Well, the date went well, REAL well, despite Harry Potter 6 sucking total boners, as expected. Young Harry is now about 50, and he's still never even played with his own magic wand, if you know what I'm saying. And his best pal Ron still sounds like that pederast from Mary Poppins, and is still being a clumsy, tongue tied boner despite the fact that it's clear that Hermione wants to bone him, and shout "labia majora" in a naughty spell, or something. But who cares? Hermione would have had had to be naked and getting banged by Severus Snape to even catch my attention (pretty sure this didn't happen. If it had, the age gap might have been a little creepy. More of a Severus Rape, if you will.)
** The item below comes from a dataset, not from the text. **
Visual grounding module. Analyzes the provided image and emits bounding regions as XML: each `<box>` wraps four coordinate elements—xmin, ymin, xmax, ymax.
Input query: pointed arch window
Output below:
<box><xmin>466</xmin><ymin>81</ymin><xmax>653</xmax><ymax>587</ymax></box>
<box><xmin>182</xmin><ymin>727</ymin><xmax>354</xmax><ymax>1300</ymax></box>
We met at the cinema, and Tiffany looked HOT, like watch out Beyonce, fresh meat coming through (creepy). We met outside the multiplex, and I was both desperate for Lisa Hames to see us, and have my total hotness rubbed in her ugly face, and at the same time, totally desperate for her to not see me as she might query the hearing aid, the meddling bitch. Who does she think she is?, where is she?, and thank God she's not here all entered my mind at the same time, but my main thought was really "don't get a boner off of looking at Tiffany". Easier said than done, my friend. In fact, very hard, if you know what I'm saying...You do know what I'm saying, don't you? I'm talking about erections. Anyway, the film went on a real long time, giving me plenty of opportunities to think about telling Tiffany that the whole deaf thing was kind of a joke. I also found myself thinking about England and why it's always so dark in these movies, like does nobody own a fricking light bulb? And I thought about boning Vanessa Hudgens, which was weird as I was surrounded by two hot chicks (Tiffany and Hermione), and there I am being greedy for a third. Men are such dogs! Right sisters? Lol.
Afterwards we went for a burger, but not at Wendy's, as that's where Tiffany works in the daytime, and that would be like Obama being president of the USA all day and then going home and having to be president there as well. Which he does, so this analogy doesn't work. It's another banalogy. What Obama should do is go home and be President of Germany or somewhere, but they're all too damned conservative to do it. Not so radical now, are you Obama? You hypocrite.
So we went all classy and had a Carl's Jr, and I wanted to say that I wasn't deaf, but there just didn't seem to be a good moment, not even when she asked me to tell her something about me she didn't know, or even what my deepest darkest secret is (I didn't tell her about my hairy ass either). It was all going so well, and I wanted to broach the whole hearing aid thing, when suddenly she started telling me about how her mom has partial hearing, and that she's grown up with it and shit. She even got a little tearful, and as I passed her a napkin, true love was born. But as I tried to test the whole fake disability waters by talking about those Spanish guys who pretended to be retarded to get into the special Olympics, she got really angry, and said it was disgusting and made her wanna puke. She was kinda hot when she was angry, but also a little Amish looking, if you know what I'm saying.
So anyway, I didn't end up telling her, and I haven't ever since. I mean, who needs the hassle, man? Life's good, and I can get by OK. From time to time I feel bad, and I start to really panic about what I'm going to do, and I CANNOT keep avoiding meeting her mom (she's really keen, apparently). But then I just think about getting my boner waxed and I reckon I'll take my chances. I'm 16 years old, for Christ's sake. Life is supposed to suck and be awesome at the same time.